For the last decade, the Pentagon has had increasing security problems with its internal Internet networks. The Department of Defense has two private Internets (using Internet technology, but not connected to the public Internet). NIPRNet is unclassified, but not accessible to the public Internet. SIPRNet is classified, and all traffic is encrypted. You can send secret stuff via SIPRNet. However, some computers connected to SIPRNet have been infected with computer viruses. The Pentagon was alarmed at first, because the computers only used SIPRNet. As a result, they did not have any anti-virus software installed. It turned out that worm type hackware was the cause of infection, and was installed when someone used a memory stick or CD, containing the worm, to work and, well, you know the rest.

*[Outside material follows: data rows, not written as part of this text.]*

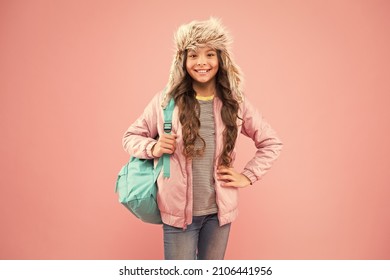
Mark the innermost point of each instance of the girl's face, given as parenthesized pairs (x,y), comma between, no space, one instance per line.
(202,65)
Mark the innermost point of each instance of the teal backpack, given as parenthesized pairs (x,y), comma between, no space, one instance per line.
(136,184)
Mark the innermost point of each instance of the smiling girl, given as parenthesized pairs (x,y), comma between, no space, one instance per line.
(199,201)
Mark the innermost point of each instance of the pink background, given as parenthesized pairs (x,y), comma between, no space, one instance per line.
(75,74)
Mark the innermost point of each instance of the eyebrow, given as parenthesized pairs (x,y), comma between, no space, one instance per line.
(207,49)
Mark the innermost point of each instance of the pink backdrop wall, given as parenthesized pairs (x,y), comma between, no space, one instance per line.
(75,74)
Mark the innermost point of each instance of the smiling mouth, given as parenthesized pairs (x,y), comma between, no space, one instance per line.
(202,71)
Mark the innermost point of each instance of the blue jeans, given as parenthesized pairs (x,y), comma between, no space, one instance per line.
(204,239)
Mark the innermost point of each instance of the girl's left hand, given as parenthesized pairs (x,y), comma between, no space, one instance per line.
(231,178)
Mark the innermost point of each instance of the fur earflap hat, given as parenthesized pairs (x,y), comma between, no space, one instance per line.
(212,34)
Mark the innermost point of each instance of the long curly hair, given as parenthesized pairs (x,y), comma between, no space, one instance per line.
(189,110)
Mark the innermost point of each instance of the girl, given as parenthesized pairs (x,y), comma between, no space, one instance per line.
(199,201)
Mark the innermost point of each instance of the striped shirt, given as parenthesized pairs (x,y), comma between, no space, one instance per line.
(202,167)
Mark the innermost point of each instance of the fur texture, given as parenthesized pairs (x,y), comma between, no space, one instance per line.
(213,34)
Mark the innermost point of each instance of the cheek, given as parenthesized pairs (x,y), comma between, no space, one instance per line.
(188,66)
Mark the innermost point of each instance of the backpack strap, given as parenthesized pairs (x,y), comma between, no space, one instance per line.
(164,161)
(168,112)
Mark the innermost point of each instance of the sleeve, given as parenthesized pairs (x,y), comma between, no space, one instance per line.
(140,137)
(267,143)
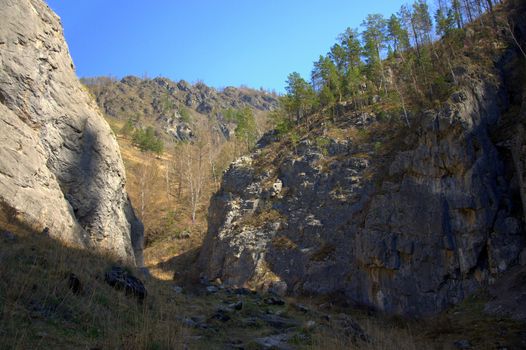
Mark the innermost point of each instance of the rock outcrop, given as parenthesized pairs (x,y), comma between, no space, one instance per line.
(60,166)
(175,108)
(407,224)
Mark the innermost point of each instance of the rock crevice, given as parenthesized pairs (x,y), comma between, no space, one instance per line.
(60,165)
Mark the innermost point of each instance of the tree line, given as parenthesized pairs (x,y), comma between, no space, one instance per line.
(398,59)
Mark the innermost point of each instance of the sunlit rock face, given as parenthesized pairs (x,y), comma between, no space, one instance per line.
(60,166)
(439,219)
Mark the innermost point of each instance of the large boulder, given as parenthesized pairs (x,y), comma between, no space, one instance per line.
(60,166)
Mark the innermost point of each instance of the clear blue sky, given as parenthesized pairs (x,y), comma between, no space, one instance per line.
(221,42)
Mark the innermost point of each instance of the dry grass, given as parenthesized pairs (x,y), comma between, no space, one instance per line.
(38,309)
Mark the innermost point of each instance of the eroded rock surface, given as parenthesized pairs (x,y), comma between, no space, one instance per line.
(60,166)
(442,218)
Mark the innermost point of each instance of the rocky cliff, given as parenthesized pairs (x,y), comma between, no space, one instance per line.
(405,220)
(60,166)
(175,107)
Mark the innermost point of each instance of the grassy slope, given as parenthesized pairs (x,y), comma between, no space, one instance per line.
(38,310)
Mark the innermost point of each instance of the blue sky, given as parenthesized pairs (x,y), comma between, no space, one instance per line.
(221,42)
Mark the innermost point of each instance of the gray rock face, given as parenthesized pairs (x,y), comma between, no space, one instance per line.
(60,165)
(442,219)
(161,100)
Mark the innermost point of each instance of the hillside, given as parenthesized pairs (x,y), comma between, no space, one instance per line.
(176,109)
(61,172)
(380,204)
(403,204)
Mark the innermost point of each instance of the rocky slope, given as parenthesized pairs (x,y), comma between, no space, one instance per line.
(60,166)
(175,107)
(408,221)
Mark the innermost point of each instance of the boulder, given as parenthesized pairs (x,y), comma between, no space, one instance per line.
(121,279)
(60,166)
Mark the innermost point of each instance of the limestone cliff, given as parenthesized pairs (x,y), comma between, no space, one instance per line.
(60,166)
(407,222)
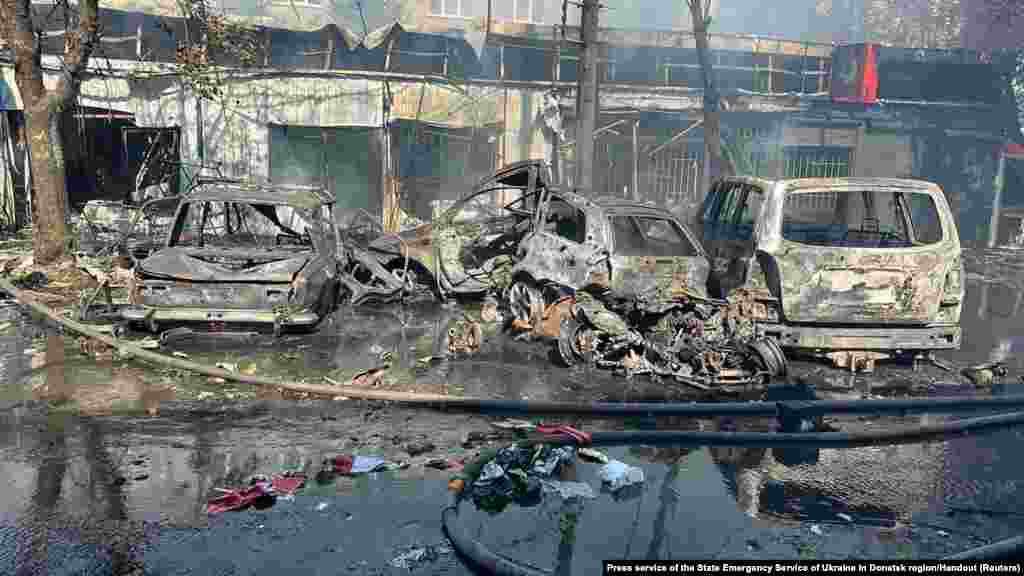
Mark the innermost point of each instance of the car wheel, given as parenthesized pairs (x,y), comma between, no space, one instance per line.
(412,277)
(576,341)
(526,303)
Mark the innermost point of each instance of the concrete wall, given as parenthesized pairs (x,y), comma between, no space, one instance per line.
(235,128)
(884,155)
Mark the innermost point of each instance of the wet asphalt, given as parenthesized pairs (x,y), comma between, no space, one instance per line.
(126,494)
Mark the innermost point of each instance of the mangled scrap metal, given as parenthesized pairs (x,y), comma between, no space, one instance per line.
(623,284)
(855,270)
(361,274)
(469,249)
(241,253)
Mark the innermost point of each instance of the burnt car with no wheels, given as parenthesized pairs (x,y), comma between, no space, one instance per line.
(623,284)
(242,254)
(855,270)
(469,249)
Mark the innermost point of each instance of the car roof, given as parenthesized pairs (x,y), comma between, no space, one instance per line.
(238,191)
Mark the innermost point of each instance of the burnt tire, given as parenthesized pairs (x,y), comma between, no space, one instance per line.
(414,277)
(770,355)
(576,341)
(525,302)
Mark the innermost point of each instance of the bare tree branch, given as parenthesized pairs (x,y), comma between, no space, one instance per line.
(79,45)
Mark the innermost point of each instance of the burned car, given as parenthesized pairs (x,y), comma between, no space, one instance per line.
(856,270)
(242,254)
(623,284)
(617,282)
(470,248)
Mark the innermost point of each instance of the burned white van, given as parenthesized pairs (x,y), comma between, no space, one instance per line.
(853,269)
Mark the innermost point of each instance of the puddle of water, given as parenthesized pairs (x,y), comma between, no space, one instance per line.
(113,476)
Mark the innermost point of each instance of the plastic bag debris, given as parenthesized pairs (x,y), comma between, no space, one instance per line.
(415,557)
(592,455)
(568,490)
(514,474)
(257,492)
(350,465)
(620,475)
(288,484)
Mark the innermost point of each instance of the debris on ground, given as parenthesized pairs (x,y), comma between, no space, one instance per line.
(514,474)
(288,483)
(701,344)
(591,455)
(984,375)
(259,492)
(416,557)
(417,448)
(347,464)
(568,490)
(617,475)
(370,378)
(514,424)
(443,464)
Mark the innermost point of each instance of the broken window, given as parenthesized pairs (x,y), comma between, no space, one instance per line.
(637,236)
(732,214)
(487,205)
(565,220)
(925,218)
(231,224)
(860,218)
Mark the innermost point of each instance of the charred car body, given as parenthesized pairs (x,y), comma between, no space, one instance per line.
(242,254)
(855,270)
(470,248)
(619,283)
(625,284)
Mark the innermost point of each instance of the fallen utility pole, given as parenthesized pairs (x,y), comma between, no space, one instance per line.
(587,105)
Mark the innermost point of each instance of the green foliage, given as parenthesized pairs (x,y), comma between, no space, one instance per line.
(212,40)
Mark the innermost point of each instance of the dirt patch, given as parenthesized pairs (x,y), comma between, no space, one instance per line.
(58,284)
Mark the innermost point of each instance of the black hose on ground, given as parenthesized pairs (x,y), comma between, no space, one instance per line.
(889,436)
(492,563)
(472,549)
(483,405)
(1012,548)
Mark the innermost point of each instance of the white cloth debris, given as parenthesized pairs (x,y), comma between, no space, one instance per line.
(620,475)
(568,490)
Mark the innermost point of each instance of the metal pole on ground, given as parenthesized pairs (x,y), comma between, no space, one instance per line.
(587,96)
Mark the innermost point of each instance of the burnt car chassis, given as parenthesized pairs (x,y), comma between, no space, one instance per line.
(704,343)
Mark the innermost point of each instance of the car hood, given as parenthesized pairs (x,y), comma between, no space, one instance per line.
(224,265)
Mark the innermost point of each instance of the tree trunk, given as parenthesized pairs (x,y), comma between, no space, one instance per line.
(719,165)
(43,113)
(49,204)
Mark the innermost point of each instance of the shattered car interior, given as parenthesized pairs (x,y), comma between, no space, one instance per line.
(242,254)
(609,281)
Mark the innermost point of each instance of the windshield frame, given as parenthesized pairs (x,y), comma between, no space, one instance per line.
(182,212)
(900,195)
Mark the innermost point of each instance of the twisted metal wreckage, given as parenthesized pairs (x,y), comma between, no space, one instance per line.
(627,286)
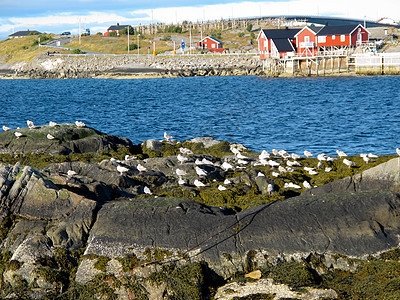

Before the Internet came along, these worms were a common method for viruses and other malware to get around (slowly, but the stuff did travel that way.) NIPRNET is also vulnerable. Even though the Department of Defense installed new hardware (special routers, for example) and software to increase security, the worms were still getting in. And with that, there was the risk of a worm being designed to seek out and collect secret information, and keep copying itself to new media until it found itself on a PC with an Internet connection. At that point, the secrets could be transmitted to the hackers who had unleashed the worm.
The military is a big user of the public Internet, and they have discovered that most of the intrusions (hacks and viruses) are the result of poor configuration (not keeping the hardware and software set up correctly to defeat known vulnerabilities), or not installing patches and security update in time. The rest of the intrusions come from more mundane problems, like using an easily cracked password, or no password at all. Network security has always been a people problem, and these recent incidents are a sharp reminder of that.
It's easy for troops to be doing something on SIPRNET, then switch to the Internet, and forget that they are now on an unsecure network. Warnings about that sort of thing have not cured the problem. The Internet is too useful for the troops, especially for discussing technical and tactical matters with other soldiers. The army has tried to control the problem by monitoring military accounts (those ending in .mil), but the troops quickly got hip to that, and opened another account from Yahoo or Google, for their more casual web surfing, and for discussions with other troops. The Internet has been a major benefit for combat soldiers, enabling them to share first hand information quickly, and accurately. That's why the troops were warned that the enemy is actively searching for anything G.I.s post, and this stuff has been found at terrorist web sites, and on captured enemy laptops. In reality, information spreads among terrorists much more slowly than among American troops. But if soldiers discuss tactics and techniques in an open venue, including posting pictures and videos, the enemy will eventually find and download it. The terrorists could speed up this process if they could get the right hackware inside American military computers.